During our working lives, Monk and I had seen so many accidents that hadn’t been accidents. In this case, given the position and speed of the car, the direct impact without the squeal of brakes, the tourist plates, the quick disappearance of the vehicle, it looked bad. We hadn’t shared any of our suspicions with Captain Alameda.
“I’m sixty-four percent sure it wasn’t,” Monk told the Sheffields.
Sylvia frowned. “Wasn’t what? Wasn’t vandalism or wasn’t an accident?”
“Sixty-four percent that it wasn’t an accident. And seventy percent that it wasn’t part of the vandalism spree.”
“Percent?” said the captain, tilting his head. “We ask your opinion and you’re answering us in percentages?”
“Yes, I am. A hundred percent answering you in percentages. It’s sixty-four.”

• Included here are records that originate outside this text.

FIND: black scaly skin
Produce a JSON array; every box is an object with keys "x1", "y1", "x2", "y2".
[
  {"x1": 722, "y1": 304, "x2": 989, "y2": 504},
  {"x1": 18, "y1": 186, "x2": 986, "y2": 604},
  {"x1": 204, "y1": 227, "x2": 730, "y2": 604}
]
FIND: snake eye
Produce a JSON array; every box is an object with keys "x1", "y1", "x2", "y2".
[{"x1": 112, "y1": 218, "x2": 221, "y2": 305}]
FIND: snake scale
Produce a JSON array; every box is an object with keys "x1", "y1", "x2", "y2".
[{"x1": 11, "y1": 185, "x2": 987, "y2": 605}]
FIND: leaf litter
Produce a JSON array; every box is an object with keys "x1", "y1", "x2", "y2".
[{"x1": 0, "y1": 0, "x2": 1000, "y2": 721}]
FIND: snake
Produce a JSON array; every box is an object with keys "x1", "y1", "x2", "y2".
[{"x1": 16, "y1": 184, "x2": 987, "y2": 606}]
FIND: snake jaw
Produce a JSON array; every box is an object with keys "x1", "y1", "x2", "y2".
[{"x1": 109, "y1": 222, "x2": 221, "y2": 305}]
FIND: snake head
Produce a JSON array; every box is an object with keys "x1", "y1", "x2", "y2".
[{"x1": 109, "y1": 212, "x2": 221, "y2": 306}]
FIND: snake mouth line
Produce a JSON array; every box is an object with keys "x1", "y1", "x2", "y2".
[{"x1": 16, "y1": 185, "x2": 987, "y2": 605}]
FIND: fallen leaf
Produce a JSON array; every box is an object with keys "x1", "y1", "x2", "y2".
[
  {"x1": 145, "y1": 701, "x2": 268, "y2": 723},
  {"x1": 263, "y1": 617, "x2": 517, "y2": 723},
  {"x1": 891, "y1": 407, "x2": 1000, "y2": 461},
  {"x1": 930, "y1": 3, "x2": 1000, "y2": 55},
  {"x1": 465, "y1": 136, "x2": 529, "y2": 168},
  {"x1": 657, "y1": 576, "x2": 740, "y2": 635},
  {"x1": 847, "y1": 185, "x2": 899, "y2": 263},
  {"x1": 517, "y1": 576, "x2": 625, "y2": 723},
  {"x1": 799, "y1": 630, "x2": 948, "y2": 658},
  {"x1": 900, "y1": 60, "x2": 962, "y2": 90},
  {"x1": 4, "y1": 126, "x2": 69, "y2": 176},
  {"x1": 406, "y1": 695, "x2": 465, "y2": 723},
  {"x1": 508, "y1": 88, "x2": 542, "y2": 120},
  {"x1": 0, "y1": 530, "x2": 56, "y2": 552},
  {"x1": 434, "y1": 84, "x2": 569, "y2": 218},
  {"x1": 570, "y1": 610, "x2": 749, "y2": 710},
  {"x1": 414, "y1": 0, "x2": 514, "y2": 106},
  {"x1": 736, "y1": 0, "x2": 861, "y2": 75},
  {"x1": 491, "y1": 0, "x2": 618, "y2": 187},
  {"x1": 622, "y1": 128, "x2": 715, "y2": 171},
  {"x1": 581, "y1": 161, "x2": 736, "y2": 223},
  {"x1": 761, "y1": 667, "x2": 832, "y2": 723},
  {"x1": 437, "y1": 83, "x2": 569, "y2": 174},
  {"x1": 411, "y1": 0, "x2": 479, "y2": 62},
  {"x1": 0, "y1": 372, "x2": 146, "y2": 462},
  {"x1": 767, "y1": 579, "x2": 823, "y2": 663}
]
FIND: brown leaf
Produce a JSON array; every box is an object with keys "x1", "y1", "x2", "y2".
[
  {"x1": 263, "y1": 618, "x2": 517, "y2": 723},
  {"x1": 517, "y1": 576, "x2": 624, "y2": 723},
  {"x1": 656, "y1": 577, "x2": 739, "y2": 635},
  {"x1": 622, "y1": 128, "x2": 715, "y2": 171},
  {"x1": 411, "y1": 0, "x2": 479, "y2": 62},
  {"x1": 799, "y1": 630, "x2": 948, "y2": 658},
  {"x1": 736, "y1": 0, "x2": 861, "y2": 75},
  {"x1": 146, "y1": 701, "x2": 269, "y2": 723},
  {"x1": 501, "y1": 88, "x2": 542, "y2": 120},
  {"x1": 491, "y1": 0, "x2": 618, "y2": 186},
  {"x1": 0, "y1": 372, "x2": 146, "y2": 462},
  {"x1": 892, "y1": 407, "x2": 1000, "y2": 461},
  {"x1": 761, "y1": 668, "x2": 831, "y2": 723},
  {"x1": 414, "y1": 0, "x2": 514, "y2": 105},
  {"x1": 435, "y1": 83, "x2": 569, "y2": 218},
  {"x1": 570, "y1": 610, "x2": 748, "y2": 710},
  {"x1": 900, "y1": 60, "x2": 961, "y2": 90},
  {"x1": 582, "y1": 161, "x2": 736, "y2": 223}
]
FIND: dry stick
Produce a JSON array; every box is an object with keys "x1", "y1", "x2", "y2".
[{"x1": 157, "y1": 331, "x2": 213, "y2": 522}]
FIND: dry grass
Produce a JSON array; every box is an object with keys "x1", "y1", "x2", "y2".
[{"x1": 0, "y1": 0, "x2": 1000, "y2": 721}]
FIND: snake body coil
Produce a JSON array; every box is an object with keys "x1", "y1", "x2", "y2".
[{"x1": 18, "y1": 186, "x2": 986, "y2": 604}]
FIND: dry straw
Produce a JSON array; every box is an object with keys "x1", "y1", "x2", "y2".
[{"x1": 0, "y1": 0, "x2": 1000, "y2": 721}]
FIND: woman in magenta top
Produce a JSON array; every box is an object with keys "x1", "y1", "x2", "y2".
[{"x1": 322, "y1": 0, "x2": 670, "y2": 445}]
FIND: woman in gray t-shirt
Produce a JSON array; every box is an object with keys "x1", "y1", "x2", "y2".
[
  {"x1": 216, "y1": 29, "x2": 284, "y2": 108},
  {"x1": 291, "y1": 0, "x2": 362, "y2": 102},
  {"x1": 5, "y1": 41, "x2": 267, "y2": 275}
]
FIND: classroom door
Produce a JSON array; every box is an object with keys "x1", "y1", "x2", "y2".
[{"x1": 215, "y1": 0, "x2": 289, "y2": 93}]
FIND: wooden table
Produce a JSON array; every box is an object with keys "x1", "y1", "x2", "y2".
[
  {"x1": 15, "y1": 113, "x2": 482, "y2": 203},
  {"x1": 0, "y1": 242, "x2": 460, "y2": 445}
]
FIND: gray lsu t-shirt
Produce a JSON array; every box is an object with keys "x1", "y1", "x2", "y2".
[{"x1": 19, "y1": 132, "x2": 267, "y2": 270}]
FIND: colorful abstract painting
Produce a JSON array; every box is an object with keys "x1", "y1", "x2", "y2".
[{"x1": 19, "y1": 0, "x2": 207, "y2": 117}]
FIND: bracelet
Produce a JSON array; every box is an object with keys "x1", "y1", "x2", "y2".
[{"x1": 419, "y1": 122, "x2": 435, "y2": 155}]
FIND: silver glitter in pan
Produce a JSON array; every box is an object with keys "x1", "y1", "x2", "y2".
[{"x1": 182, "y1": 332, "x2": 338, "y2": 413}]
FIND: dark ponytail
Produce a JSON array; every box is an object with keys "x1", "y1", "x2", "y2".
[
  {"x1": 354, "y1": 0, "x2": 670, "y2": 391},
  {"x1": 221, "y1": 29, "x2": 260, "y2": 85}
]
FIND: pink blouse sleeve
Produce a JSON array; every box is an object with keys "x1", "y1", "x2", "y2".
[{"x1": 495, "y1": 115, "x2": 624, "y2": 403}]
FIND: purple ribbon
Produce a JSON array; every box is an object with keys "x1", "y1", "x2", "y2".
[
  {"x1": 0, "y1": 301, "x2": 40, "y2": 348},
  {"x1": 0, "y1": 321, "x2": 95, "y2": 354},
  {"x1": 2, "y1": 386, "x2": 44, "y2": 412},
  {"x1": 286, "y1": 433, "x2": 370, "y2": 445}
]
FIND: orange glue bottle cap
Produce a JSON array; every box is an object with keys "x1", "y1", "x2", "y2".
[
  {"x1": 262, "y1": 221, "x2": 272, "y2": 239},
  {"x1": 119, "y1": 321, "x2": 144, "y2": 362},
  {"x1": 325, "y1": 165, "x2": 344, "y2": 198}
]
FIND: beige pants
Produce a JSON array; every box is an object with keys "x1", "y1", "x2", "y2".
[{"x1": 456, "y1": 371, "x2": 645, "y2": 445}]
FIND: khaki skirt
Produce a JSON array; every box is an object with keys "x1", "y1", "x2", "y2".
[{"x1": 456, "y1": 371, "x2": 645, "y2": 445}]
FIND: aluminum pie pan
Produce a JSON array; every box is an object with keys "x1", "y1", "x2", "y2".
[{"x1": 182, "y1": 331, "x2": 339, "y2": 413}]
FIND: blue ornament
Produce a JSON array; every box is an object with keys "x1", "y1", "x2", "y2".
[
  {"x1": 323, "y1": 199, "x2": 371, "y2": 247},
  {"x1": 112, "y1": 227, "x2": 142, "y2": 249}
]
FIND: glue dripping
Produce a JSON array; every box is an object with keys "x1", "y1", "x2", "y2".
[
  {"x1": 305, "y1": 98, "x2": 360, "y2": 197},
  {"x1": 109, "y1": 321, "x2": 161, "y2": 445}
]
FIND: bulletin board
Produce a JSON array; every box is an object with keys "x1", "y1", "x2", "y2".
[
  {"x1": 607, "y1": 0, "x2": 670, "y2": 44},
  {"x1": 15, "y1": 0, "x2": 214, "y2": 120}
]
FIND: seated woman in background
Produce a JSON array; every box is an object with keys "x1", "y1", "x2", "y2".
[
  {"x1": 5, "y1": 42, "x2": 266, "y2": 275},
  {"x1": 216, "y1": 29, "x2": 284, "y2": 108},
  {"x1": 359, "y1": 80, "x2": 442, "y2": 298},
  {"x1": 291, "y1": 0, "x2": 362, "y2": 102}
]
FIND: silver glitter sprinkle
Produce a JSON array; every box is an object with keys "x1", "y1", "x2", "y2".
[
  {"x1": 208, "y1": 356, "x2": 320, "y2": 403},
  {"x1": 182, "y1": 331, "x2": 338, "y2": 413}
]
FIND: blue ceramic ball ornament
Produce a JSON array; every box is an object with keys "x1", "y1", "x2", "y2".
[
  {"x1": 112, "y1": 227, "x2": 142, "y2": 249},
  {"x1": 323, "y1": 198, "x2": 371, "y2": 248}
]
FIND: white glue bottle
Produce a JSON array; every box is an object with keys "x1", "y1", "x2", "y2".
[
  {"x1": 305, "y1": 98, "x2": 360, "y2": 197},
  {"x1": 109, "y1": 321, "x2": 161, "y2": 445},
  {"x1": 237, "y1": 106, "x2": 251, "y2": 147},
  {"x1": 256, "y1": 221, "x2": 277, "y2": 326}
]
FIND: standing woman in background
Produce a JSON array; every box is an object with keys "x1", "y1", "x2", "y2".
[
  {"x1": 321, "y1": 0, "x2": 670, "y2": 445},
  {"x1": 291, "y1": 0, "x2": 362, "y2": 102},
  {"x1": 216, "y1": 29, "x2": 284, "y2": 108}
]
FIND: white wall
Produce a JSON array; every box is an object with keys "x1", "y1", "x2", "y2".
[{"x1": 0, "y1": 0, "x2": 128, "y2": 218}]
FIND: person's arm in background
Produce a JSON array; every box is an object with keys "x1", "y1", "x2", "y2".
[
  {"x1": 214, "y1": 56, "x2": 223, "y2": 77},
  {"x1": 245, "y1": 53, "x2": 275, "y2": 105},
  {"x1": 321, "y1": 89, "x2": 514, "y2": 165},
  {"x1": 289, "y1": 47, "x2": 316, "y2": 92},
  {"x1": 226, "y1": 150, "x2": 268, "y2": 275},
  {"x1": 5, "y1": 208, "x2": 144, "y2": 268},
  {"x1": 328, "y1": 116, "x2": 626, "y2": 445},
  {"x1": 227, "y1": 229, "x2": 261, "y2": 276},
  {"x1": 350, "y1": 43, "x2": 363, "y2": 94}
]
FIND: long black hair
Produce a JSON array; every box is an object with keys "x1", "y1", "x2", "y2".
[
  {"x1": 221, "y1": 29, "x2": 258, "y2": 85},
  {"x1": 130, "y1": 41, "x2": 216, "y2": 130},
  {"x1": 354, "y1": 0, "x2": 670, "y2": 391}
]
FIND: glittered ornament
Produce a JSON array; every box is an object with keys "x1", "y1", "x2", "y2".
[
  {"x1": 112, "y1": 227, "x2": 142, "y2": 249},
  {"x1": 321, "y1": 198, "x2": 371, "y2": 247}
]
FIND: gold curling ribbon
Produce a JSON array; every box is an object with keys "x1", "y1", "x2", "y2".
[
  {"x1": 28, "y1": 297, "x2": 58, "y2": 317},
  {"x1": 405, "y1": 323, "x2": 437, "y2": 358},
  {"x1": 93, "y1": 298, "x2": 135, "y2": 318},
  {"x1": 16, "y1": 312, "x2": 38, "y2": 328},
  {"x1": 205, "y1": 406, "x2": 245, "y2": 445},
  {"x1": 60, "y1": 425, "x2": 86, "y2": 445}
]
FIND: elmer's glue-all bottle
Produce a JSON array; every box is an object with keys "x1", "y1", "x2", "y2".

“That’s just the way he talks,” I said. “There’s a better than even chance this was murder.”
“Murder?” Sylvia gasped. “Who would want to kill one of our passengers? Do you think it might be drug related or a robbery? After all, this is Mexico.”
“That’s a ten-percent chance,” said Monk. “Six percent for drugs and four percent for robbery.”
“Are you just making this up?” asked the captain. “You’re making this up.”
In a way he was; in a way he wasn’t. The numbers weren’t exact but they weren’t arbitrary, either. It was Monk’s way of keeping all the possibilities open but keeping them in perspective. Don’t ask me how it works.
“I’m a hundred percent sure I’m not making it up.” Okay, now Monk was just being contrary.
“Fine,” said the captain. “So, you’re saying the odds are it wasn’t an accident and the odds are it’s not related to the things on the ship.”
“Sixty-four and seventy percent respectively,” Monk repeated.
“Do you know what happened at all?” asked Sylvia who was fifty percent confused and fifty percent frustrated.